She rose slowly and with much creaking of whalebone. “I have never,” she said, her voice atremble, “been so insulted in my life.”
“I don’t know why it’s taken anyone so long to call you on your nefarious career as a gossipmonger,” Aubrey told her frankly. “The way you carry on behind people’s backs, I’m surprised you haven’t been shot out of the water long since.”
“Slanders. Vile insults.”
“Fiddlesticks. I speak only the truth. Unlike you, who, this very afternoon, slung around blatant lies about me among my neighbors,” Aubrey pointed out.

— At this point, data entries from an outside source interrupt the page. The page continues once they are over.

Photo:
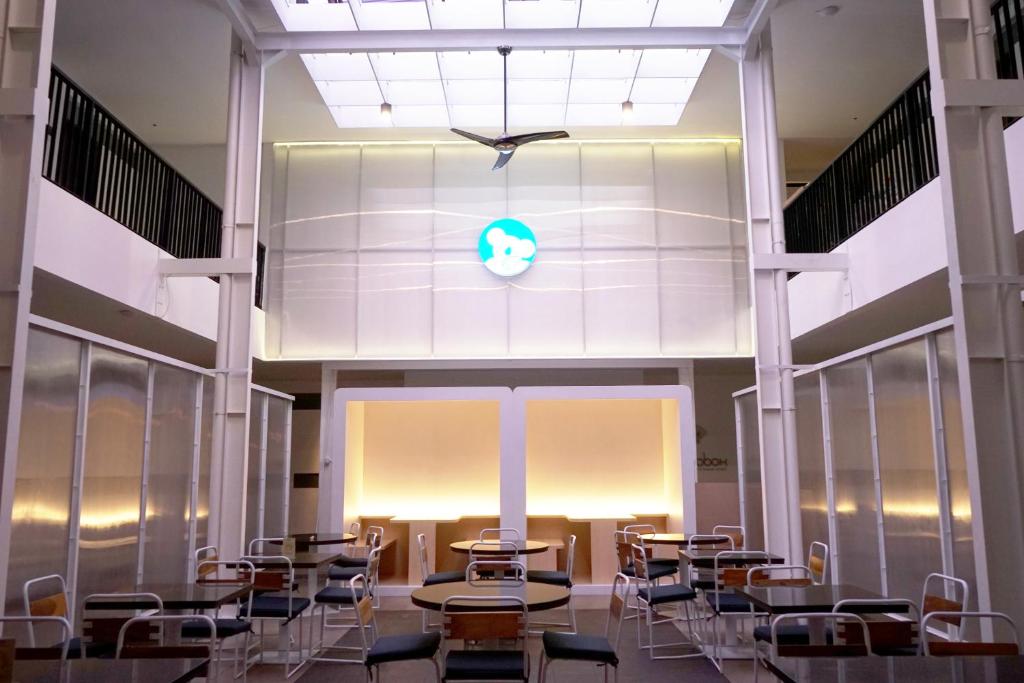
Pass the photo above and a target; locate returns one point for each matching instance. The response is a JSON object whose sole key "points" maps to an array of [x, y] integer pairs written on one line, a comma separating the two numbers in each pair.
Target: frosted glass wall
{"points": [[890, 436], [373, 252]]}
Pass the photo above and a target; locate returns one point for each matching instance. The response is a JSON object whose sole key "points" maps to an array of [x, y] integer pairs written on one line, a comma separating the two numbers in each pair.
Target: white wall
{"points": [[903, 246], [373, 252]]}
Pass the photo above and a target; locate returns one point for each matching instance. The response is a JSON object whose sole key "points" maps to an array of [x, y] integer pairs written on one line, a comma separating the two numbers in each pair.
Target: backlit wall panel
{"points": [[374, 251]]}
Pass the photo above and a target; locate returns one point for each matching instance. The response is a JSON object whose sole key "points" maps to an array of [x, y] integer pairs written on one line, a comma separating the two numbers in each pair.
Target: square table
{"points": [[900, 670]]}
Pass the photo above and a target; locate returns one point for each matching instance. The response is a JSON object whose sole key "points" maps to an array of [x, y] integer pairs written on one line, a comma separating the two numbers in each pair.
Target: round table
{"points": [[524, 547], [538, 596]]}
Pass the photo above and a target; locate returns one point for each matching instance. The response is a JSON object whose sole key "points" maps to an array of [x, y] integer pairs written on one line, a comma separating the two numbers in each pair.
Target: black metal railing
{"points": [[893, 159], [91, 155]]}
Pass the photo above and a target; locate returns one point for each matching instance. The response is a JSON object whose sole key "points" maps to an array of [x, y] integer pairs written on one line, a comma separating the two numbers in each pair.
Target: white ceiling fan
{"points": [[506, 144]]}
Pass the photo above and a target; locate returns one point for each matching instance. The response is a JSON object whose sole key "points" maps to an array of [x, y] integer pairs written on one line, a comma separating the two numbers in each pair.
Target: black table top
{"points": [[179, 596], [705, 558], [782, 600], [900, 670], [107, 671], [538, 596]]}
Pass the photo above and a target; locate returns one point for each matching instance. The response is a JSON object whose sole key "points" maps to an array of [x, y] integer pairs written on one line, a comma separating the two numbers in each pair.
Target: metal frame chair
{"points": [[649, 595], [577, 647], [965, 648], [34, 652], [506, 617]]}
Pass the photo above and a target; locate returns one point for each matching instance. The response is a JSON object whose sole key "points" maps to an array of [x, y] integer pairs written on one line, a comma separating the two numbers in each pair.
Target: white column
{"points": [[984, 286], [773, 353], [231, 388], [26, 48]]}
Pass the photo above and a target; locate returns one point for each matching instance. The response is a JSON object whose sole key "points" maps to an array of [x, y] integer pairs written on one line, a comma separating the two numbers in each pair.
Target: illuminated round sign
{"points": [[507, 247]]}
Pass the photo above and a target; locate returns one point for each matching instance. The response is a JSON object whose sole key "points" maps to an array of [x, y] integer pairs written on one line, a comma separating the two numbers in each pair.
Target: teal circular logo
{"points": [[507, 247]]}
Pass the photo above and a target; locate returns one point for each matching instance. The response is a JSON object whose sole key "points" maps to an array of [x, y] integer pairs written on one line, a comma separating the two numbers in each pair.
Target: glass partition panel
{"points": [[113, 472], [853, 473], [46, 452], [168, 499], [253, 468], [275, 485], [909, 501], [754, 504], [960, 495], [813, 498]]}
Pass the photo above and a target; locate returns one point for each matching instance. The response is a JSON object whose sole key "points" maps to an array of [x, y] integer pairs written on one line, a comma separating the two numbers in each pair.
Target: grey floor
{"points": [[633, 666]]}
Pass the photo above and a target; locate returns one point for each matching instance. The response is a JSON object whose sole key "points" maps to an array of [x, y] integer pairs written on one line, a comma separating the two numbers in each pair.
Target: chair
{"points": [[502, 617], [207, 571], [377, 650], [817, 561], [944, 593], [721, 600], [51, 600], [58, 651], [340, 597], [649, 596], [563, 579], [270, 605], [963, 648], [844, 644], [595, 649]]}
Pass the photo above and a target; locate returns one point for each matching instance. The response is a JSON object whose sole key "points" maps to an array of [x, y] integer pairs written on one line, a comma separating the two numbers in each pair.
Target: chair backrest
{"points": [[943, 593], [148, 637], [33, 652], [50, 600], [964, 648], [737, 534], [500, 534], [850, 636], [489, 569], [887, 633], [817, 561], [762, 577]]}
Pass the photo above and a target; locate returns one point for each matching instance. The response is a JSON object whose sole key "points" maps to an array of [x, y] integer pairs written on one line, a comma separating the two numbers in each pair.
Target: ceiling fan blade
{"points": [[503, 158], [476, 138], [535, 137]]}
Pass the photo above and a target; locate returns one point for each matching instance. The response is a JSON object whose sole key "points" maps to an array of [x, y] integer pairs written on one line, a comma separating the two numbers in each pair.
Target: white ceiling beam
{"points": [[488, 39]]}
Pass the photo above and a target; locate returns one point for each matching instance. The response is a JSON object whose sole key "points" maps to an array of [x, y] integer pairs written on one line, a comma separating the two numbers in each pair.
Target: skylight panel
{"points": [[599, 90], [476, 65], [691, 12], [390, 15], [539, 91], [349, 92], [339, 67], [465, 13], [542, 13], [608, 13], [605, 63], [663, 90], [673, 63], [404, 66], [540, 63]]}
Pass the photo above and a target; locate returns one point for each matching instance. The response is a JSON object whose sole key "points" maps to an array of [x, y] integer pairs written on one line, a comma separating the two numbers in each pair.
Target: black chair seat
{"points": [[268, 606], [225, 628], [337, 595], [579, 647], [550, 578], [484, 666], [668, 593], [400, 648], [727, 603], [444, 578], [653, 571]]}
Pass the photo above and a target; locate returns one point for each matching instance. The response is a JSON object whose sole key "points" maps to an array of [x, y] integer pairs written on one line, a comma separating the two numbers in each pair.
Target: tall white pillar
{"points": [[26, 49], [984, 286], [773, 352], [239, 237]]}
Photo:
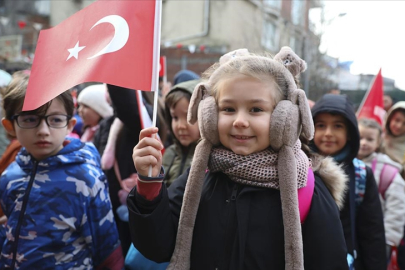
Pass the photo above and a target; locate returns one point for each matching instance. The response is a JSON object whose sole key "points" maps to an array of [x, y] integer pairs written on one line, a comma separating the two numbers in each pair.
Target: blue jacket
{"points": [[59, 211]]}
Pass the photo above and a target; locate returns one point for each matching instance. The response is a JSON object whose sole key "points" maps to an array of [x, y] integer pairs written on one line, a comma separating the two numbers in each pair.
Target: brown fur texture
{"points": [[333, 177], [291, 117]]}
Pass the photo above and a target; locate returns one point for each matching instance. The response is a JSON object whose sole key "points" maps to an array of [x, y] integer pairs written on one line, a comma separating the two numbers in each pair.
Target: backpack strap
{"points": [[360, 180], [305, 196], [387, 175]]}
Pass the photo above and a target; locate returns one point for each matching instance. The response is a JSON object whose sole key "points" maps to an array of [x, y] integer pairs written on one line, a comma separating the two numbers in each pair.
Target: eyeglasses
{"points": [[28, 121]]}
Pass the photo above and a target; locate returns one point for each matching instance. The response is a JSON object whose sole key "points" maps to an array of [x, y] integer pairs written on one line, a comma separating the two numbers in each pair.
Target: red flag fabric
{"points": [[109, 41], [372, 105], [162, 66]]}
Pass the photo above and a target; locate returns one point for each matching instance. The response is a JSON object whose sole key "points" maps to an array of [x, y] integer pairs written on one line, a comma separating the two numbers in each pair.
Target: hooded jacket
{"points": [[394, 146], [240, 226], [59, 211], [369, 238], [177, 159], [394, 203]]}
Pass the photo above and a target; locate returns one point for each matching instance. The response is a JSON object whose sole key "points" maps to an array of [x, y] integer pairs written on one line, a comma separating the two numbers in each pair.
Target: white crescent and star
{"points": [[121, 35]]}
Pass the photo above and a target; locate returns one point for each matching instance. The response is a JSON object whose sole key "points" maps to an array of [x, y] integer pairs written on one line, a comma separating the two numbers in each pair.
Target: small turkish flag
{"points": [[162, 66], [372, 105], [110, 41], [21, 24]]}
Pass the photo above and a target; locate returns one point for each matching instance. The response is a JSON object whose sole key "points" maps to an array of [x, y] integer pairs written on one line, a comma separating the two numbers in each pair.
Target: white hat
{"points": [[94, 97]]}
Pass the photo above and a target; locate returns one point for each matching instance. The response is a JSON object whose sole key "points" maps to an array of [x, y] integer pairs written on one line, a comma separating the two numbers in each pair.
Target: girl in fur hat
{"points": [[237, 207]]}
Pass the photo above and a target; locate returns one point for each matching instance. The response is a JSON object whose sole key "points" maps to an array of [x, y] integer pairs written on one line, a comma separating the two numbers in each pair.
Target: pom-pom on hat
{"points": [[94, 97]]}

“I did not tell tales!” she began, but Aubrey again interrupted.
“Balderdash. There’s not a shred of truth in anything you said today. You made up tripe, hoping it would ruin my reputation and turn my neighbors against me. God alone knows why, unless you think that making me into a black sheep will cause me to relinquish Becky.”
“Of all the—”
He waved a hand, effectively silencing her once more.
“You’re a witch, Mrs. Bridgewater. It’s difficult to imagine you and Anne coming from the same family. On consideration, I think it’s you who are the changeling, since everyone else in the Harriott family is very nice. You’re the only freak in a good lot.”
“Well!”
“It’s no use welling me in that indignant voice, either. You stepped way over the line today. Perhaps no one else whose name you’ve blackened over the years has ever had the brass balls to point out to you the error of your ways—probably in some misguided attempt to maintain his or her sense of conventional decorum—but I’m not so nice.”
“I should say not!”
“No, indeed. I’m honest. I prefer to call a rotten apple a rotten apple. And you, madam, are a rotten apple.”

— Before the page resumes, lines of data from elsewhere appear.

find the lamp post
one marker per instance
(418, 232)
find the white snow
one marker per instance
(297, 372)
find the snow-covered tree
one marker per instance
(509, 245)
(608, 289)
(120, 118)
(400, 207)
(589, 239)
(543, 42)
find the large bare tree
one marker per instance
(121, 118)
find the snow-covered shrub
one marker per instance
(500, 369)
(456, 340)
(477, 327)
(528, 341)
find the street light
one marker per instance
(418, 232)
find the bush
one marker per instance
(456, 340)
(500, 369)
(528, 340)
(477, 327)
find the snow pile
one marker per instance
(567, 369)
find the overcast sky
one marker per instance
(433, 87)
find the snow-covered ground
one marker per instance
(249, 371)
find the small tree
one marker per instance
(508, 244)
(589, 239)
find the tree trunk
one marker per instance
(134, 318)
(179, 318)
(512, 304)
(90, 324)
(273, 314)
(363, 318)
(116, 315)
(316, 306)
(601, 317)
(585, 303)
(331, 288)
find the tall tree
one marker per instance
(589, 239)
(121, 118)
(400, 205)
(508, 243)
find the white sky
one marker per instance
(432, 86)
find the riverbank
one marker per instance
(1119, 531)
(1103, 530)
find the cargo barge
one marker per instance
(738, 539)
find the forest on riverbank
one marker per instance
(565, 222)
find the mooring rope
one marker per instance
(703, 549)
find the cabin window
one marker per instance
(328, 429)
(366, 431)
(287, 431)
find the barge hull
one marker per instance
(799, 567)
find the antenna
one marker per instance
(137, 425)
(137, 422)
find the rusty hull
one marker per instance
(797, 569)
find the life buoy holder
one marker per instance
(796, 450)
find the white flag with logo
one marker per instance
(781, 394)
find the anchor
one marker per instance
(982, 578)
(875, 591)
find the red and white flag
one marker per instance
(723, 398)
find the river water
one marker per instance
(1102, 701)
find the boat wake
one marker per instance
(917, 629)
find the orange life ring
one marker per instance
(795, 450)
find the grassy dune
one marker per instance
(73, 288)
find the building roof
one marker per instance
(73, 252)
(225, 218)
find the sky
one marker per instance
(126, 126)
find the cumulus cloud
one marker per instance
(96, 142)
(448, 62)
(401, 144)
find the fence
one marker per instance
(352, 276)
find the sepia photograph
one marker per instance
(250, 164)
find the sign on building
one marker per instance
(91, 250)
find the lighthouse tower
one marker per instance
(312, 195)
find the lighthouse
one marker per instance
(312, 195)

“I shall retire now.” Mrs. Bridgewater’s voice shook violently. She turned and started tottering toward the door.
“I’ll have Mrs. Granger send you up a tray,” Aubrey told her back.
“That won’t be necessary.”
“I’ll do it anyway, on the off chance you can manage to take some nourishment,” Aubrey said dryly.

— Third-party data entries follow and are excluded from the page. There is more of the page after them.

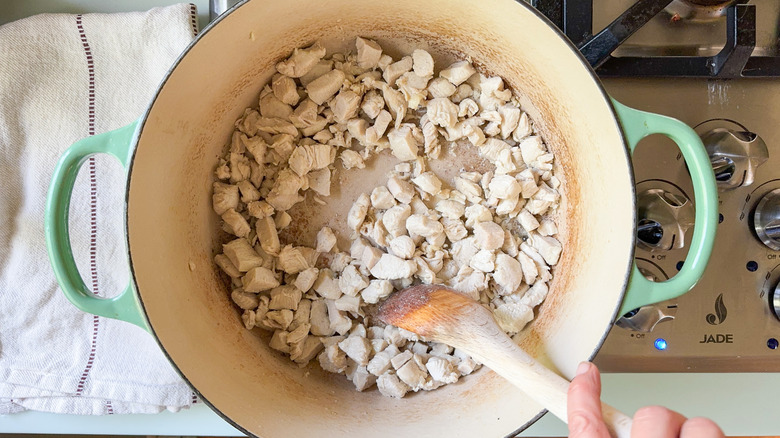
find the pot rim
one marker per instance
(214, 23)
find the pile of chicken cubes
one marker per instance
(488, 235)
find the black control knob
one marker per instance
(734, 152)
(664, 218)
(766, 220)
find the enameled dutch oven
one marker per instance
(177, 294)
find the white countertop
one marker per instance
(743, 404)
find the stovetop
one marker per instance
(715, 68)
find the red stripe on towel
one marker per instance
(92, 203)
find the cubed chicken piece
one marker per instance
(484, 261)
(403, 246)
(352, 281)
(469, 282)
(531, 148)
(272, 107)
(259, 279)
(489, 235)
(442, 370)
(402, 190)
(248, 192)
(381, 198)
(390, 386)
(458, 72)
(345, 105)
(423, 225)
(450, 209)
(277, 319)
(442, 112)
(378, 129)
(325, 86)
(260, 209)
(376, 291)
(227, 266)
(510, 118)
(428, 183)
(396, 69)
(371, 256)
(268, 236)
(285, 90)
(301, 61)
(339, 321)
(390, 267)
(306, 278)
(333, 359)
(368, 53)
(320, 324)
(284, 193)
(347, 303)
(470, 189)
(440, 88)
(527, 221)
(396, 217)
(508, 275)
(326, 240)
(242, 255)
(405, 141)
(279, 341)
(454, 229)
(357, 348)
(285, 297)
(309, 349)
(422, 63)
(302, 315)
(373, 104)
(412, 374)
(352, 160)
(326, 285)
(362, 379)
(548, 247)
(401, 359)
(504, 187)
(512, 317)
(464, 250)
(291, 260)
(225, 197)
(244, 300)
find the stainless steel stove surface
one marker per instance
(716, 68)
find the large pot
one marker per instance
(177, 294)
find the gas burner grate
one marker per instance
(735, 60)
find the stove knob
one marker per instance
(734, 155)
(774, 301)
(766, 220)
(664, 218)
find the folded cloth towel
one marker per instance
(62, 78)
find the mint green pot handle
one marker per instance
(124, 306)
(636, 126)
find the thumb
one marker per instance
(584, 404)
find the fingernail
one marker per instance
(583, 368)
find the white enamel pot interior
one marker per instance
(171, 224)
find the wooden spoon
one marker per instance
(444, 315)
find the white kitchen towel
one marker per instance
(62, 78)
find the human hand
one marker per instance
(584, 406)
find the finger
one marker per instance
(700, 428)
(656, 422)
(584, 404)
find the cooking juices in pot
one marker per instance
(322, 223)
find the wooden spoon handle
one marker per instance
(506, 358)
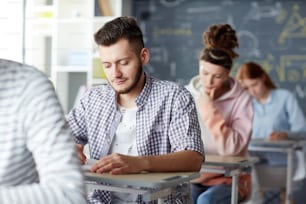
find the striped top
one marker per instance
(38, 163)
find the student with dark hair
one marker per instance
(135, 122)
(225, 112)
(277, 116)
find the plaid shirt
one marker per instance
(166, 121)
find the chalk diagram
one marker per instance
(295, 27)
(248, 39)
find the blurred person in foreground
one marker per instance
(38, 158)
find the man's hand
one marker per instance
(118, 164)
(80, 153)
(276, 136)
(204, 98)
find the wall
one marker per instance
(271, 32)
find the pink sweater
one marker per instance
(226, 123)
(226, 126)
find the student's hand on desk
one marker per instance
(276, 136)
(80, 153)
(118, 164)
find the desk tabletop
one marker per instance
(149, 180)
(229, 160)
(281, 144)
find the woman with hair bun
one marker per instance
(225, 113)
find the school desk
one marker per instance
(152, 186)
(283, 146)
(229, 166)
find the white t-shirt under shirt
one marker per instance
(125, 143)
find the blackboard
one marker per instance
(270, 32)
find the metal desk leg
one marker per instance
(161, 201)
(289, 177)
(234, 199)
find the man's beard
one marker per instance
(135, 83)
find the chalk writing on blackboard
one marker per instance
(270, 32)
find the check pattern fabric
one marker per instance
(166, 121)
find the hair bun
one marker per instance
(222, 37)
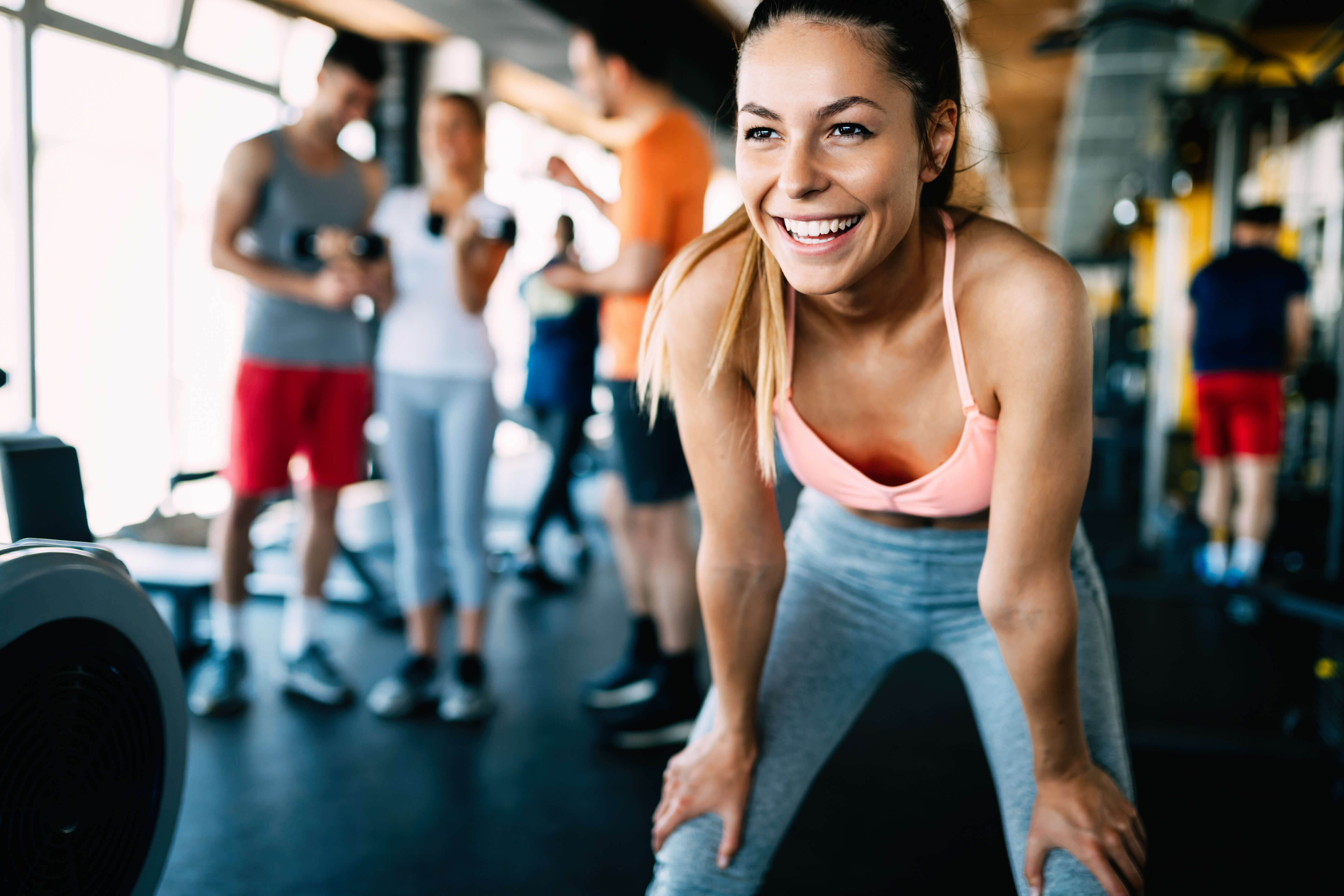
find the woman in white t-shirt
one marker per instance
(435, 365)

“I’m sure I shan’t be able to eat a bite. I have never been so—” But, perhaps recalling Aubrey’s reaction to the last time she’d told him she’d never been so insulted in her life, Mrs. Bridgewater didn’t finish her sentence.
She also ate everything on the tray Mrs. Granger had Delilah carry up to her. Aubrey, not accustomed to calling a spade a spade, felt shaky after Mrs. Bridgewater left him alone in the dining room. He conducted a spirited dialogue with himself on the issue, and twice started to rise from the table and pursue Mrs. Bridgewater in order to apologize.
He didn’t do it. Not only did he know he’d spoken the truth—perhaps a trifle brutally, but it was no more than the old harridan deserved—but he even received unexpected confirmation that he’d done the right thing from an unusual source.
Figgins, who came in to remove the soup plates, and who looked this evening more like a treasure from a taxidermist’s shop than usual, paused with two soup plates in his gloved hands and turned toward Aubrey. He bowed his head for a moment before lifting it again and looking straight at his employer.
Such a breach of orthodoxy was most uncommon in this ancient retainer. Aubrey didn’t know if there was a school for butlers, but if there was, he imagined Figgins could give lessons therein. Alarmed—he hoped to God Old Bilgewater hadn’t suffered an attack of apoplexy or, more important, that nothing had happened to any of the servants—he said, “What is it, Figgins? Is something the matter?”
“No, sir. It’s only—” He stopped talking abruptly.
Good God. Aubrey rose from his chair. “What is it? What’s happened?” Fear roughened his voice. Had Delilah upturned the soup pot on herself and been burned? Had Mrs. Granger suffered some kind of attack? Good God, if any catastrophe had befallen Becky—
“It’s not my place to say this, Mr. Lockhart, but I believe you should know that the household staff is delighted that you gave Mrs. Bridgewater a piece of your mind, sir.”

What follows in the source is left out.